In between all this, she monitors elections in low-income communities to ensure that they are conducted fairly.

As busy as she is, Brown turned down Edwards Wildman’s offer to put aside her legal practice and devote herself to diversity training full-time. “Contributing in more than one way provides you with more credibility,” she said.

As a result, Brown’s free time is scarce — and not exactly leisurely. She has done five 60-mile walks to raise money for breast cancer research. They aren’t races, but she checked the time of her last event anyway: She finished 22d out of 4,000 participants.

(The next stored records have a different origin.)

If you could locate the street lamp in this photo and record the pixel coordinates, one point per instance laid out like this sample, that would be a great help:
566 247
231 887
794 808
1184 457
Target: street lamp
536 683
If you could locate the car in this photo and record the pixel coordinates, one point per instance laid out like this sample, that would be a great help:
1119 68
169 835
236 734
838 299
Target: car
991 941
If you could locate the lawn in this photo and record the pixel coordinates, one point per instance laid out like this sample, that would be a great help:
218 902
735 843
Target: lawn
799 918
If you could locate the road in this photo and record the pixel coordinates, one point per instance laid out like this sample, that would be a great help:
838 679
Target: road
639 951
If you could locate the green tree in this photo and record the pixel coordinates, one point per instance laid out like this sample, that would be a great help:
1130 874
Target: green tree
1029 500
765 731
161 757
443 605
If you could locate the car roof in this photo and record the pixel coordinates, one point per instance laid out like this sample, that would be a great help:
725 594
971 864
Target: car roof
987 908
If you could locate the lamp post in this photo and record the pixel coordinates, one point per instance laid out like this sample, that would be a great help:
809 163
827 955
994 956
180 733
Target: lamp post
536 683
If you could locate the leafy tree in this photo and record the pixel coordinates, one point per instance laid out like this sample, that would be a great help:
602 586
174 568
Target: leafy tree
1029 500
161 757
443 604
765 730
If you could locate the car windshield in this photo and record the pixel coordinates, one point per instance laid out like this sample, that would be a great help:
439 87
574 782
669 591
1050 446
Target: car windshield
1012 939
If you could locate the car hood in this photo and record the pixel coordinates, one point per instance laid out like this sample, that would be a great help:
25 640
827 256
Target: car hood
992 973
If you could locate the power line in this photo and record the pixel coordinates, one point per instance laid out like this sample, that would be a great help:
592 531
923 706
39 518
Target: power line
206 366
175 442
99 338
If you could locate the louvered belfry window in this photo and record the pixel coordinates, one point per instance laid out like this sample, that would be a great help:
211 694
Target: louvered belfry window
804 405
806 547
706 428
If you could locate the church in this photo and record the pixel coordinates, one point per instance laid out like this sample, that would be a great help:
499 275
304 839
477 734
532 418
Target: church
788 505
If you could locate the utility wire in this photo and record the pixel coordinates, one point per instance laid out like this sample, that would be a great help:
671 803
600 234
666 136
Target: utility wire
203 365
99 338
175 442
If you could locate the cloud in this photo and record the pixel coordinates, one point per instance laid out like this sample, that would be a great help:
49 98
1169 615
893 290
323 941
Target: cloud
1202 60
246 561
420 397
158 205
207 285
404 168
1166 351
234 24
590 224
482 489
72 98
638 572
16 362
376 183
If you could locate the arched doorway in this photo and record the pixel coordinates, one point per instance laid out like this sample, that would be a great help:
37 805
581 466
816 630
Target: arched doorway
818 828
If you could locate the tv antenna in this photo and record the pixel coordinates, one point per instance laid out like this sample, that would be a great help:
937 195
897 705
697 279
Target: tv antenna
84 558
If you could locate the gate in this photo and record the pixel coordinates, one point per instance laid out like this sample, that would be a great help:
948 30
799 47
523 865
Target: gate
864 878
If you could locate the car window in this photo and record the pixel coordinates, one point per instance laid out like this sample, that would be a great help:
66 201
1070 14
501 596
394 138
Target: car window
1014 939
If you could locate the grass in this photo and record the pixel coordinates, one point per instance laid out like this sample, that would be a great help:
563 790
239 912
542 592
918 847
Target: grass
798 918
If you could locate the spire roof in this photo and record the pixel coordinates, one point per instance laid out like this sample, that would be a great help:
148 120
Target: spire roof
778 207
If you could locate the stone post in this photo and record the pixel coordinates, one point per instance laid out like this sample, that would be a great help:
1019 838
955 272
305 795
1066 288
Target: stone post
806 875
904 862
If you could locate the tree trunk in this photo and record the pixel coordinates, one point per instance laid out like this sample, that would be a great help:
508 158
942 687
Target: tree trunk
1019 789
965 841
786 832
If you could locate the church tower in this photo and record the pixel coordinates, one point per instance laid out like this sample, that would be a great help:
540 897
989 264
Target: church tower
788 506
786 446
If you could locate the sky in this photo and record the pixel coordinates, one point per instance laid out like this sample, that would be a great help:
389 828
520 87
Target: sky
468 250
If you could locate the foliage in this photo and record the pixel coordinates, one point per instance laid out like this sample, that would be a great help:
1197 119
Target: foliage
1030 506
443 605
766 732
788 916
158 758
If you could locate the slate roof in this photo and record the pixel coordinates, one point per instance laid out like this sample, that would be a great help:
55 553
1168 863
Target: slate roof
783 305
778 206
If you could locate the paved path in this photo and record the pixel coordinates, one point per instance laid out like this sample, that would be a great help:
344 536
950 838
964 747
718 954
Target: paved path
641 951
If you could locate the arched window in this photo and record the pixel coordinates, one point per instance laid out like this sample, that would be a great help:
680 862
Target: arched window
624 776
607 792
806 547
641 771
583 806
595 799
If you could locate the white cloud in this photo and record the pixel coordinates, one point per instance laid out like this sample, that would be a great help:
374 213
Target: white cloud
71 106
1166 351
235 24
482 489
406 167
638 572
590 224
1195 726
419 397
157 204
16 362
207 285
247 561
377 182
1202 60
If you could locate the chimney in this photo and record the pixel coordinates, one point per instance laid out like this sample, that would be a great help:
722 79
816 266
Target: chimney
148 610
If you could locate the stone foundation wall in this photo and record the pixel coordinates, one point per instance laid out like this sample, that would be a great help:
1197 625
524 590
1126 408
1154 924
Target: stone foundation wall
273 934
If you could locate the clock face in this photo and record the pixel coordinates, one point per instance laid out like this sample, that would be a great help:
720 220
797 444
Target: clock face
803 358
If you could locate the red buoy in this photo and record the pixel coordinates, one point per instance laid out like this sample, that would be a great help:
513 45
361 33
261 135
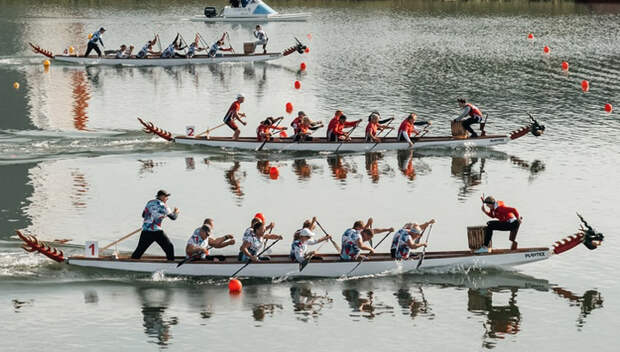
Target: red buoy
609 108
234 286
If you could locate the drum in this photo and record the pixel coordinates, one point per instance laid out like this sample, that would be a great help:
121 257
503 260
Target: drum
458 131
475 237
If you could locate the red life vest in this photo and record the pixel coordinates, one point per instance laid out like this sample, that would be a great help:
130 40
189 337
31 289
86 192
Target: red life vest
473 110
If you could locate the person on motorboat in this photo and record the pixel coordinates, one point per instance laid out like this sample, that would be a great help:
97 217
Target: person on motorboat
153 214
408 238
299 247
233 114
335 129
263 131
123 53
407 127
373 128
473 114
353 239
252 244
218 46
92 42
201 240
508 219
260 34
147 49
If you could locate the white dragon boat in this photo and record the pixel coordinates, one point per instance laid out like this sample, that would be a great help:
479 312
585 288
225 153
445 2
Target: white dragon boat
357 144
254 11
111 60
329 266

Cooking is a big hobby, including the peach cobbler she makes for her secretary every summer and the pumpkin bread and pickled tomatoes she brought from New Jersey for a dinner party at the home of Matt McTygue, the partner in charge of the Edwards Wildman Boston office.

Brown is a “classic example of somebody who has succeeded through her own will and an amazing amount of effort,” McTygue said. “I don’t even know if she sleeps at all, but if she does it’s very little.”

The women who Brown mentors say she has had a strong influence on their lives. Courtney Scrubbs, a first-year associate at the Boston office of Edwards Wildman, said while most people tell Scrubbs she’s doing fine, Brown pushes her to work harder. People in corporate America normally do a “a lot of smiling and nodding,” to keep from offending others, Scrubbs said, but not Brown.

“It’s helpful,” she said, “to have someone who’s just going to give it to you [straight].”